The short answer, which may seem rather surprising, is that we don't have to. Clifford algebras have so many advantages in describing spin but they are not the unique way to do so.

The answer to the question why spin is empirical: When we quantize a classical system having a symmetry group $G$, the corresponding quantum mechanical systems transform according to the irreducible representations of the universal covering group $\tilde{G}$ rather than $G$ itself. This is an experimental fact. This is why half integral spinor representations emerge in quantum systems with rotation symmetry.

The answer to the question why spin is needed to describe fermions is given by the spin-statistics theorem which I'll not elaborate here on.

I'll concentrate on the question: are Clifford algebras necessary for the description of spin.

Before giving the answer, let me recount a historical anecdote: Before Berezin introduced his Grassmann algebra description of the path integral, people used to invert the fermionic determinant by hand. They did so during the whole era of great achievements of QED. (Grassmann algebras can be regarded as the classical counterparts of Clifford algebras).

It is not by chance that I mentioned Berezin. Berezin (together with Marinov) was the first one to realize that Grassmann algebras describe spin classically and they can be quantized by a process which is the fermionic counterpart of canonical quantization to from Clifford algebras: Ref 1, Ref2. But what is really interesting is that he was also the first one who described a spinor representation not by means of a Clifford algebra Ref3. In fact the Clifford algebra is so very well hidden in Berezin's realization that it is very difficult to construct the representatives of its generators in this realization.

I'll elaborate a little about this realization in the case of the group $SO(2N)$

It is known that representations of compact Lie groups are in a 1-1 correspondence to (integral) orbits of the coadjoint representation. This is the Borel-Weil-Bott theorem.
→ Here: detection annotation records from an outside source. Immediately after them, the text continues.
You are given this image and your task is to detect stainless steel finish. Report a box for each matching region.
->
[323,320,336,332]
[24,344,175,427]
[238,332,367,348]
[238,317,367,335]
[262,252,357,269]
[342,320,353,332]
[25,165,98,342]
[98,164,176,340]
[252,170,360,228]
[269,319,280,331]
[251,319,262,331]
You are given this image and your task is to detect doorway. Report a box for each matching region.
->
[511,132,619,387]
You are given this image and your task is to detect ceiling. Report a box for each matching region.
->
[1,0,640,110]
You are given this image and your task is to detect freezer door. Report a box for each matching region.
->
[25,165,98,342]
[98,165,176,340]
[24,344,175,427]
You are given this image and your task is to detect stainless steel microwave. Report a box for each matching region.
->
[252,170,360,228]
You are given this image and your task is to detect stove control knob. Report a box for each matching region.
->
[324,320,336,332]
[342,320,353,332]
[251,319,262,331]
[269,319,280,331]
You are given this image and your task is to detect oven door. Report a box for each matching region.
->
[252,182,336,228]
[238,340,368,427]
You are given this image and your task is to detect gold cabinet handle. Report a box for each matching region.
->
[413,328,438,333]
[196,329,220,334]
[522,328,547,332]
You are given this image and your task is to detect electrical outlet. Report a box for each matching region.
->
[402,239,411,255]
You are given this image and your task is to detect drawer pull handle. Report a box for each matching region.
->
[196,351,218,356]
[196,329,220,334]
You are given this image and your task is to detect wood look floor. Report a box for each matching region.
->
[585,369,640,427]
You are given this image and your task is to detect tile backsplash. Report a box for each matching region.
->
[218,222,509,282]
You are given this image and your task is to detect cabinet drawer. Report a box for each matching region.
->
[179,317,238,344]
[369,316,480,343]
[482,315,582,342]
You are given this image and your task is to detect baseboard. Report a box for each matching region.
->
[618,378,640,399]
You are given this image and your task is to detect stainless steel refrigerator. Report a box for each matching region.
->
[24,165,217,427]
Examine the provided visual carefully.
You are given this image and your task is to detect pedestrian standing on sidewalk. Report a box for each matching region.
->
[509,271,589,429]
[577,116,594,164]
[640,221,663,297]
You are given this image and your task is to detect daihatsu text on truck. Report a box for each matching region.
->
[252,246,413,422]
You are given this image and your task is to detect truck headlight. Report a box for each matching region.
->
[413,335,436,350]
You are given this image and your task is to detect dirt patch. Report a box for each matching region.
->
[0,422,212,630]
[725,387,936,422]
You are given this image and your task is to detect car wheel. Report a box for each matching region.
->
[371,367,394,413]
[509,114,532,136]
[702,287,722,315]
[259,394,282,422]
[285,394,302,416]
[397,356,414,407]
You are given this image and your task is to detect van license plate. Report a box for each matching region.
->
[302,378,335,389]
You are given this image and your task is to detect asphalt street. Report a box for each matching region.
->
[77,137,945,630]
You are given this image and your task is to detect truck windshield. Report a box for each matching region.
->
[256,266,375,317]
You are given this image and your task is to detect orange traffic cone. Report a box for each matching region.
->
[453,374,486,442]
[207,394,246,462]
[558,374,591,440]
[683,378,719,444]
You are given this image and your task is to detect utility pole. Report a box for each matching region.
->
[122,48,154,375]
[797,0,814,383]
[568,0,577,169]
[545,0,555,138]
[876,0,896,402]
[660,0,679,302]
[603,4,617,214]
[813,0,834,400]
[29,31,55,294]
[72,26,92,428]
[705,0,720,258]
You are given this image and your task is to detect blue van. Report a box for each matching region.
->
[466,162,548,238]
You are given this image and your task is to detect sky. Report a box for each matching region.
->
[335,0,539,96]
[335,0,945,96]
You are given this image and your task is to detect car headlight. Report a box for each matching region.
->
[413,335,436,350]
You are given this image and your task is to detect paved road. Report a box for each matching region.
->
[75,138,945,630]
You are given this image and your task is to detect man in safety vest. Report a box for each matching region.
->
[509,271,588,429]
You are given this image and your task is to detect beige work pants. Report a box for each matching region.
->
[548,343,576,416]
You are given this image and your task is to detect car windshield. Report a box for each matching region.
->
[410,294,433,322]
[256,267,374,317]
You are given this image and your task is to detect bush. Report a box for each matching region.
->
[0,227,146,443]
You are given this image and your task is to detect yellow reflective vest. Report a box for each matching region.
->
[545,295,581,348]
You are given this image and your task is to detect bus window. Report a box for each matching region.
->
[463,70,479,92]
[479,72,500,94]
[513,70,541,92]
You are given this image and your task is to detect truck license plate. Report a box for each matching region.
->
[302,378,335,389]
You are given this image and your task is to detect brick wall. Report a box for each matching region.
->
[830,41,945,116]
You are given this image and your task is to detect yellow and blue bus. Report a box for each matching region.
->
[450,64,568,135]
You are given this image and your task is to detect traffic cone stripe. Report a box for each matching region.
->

In the case of the spinor representation of $SO(2N)$ the corresponding coadjoint orbit is $SO(2N)/U(N)$ this is a complex manifold of (complex dimension) $\frac{N^2-N}{2}$. It is a compact symplectic manifold that can serve as phase space.

What the Borel-Weil theorem really means is that we can formulate a classical mechanical system on $SO(2N)/U(N)$ and quantize it by means of geometric quantization (which is just a small generalization of the well-known canonical quantization) and obtain the spinor representation of $SO(2N)$ on the quantum Hilbert space. In practice this representation will be given by means of coherent states built as holomorphic functions of the $\frac{N^2-N}{2}$ (bosonic) coordinates. No Grassmann or Clifford algebras are involved in the construction.

Now, one reason that this realization is not used in quantum field theory is that the Grassmann $\rightarrow$ Clifford has the spin statistics connection encoded within because of its anti-symmetry properties. If we had used the Berezin's quantization realization in computing some quantum field theoretical amplitude would have needed to introduce the anti-symmetry by hand in addition to all other complications.

Having said that; still one of my dreams, is to compute some simple tree level QED amplitude using this representation. I know that I will need a very powerful computer algebra package for that.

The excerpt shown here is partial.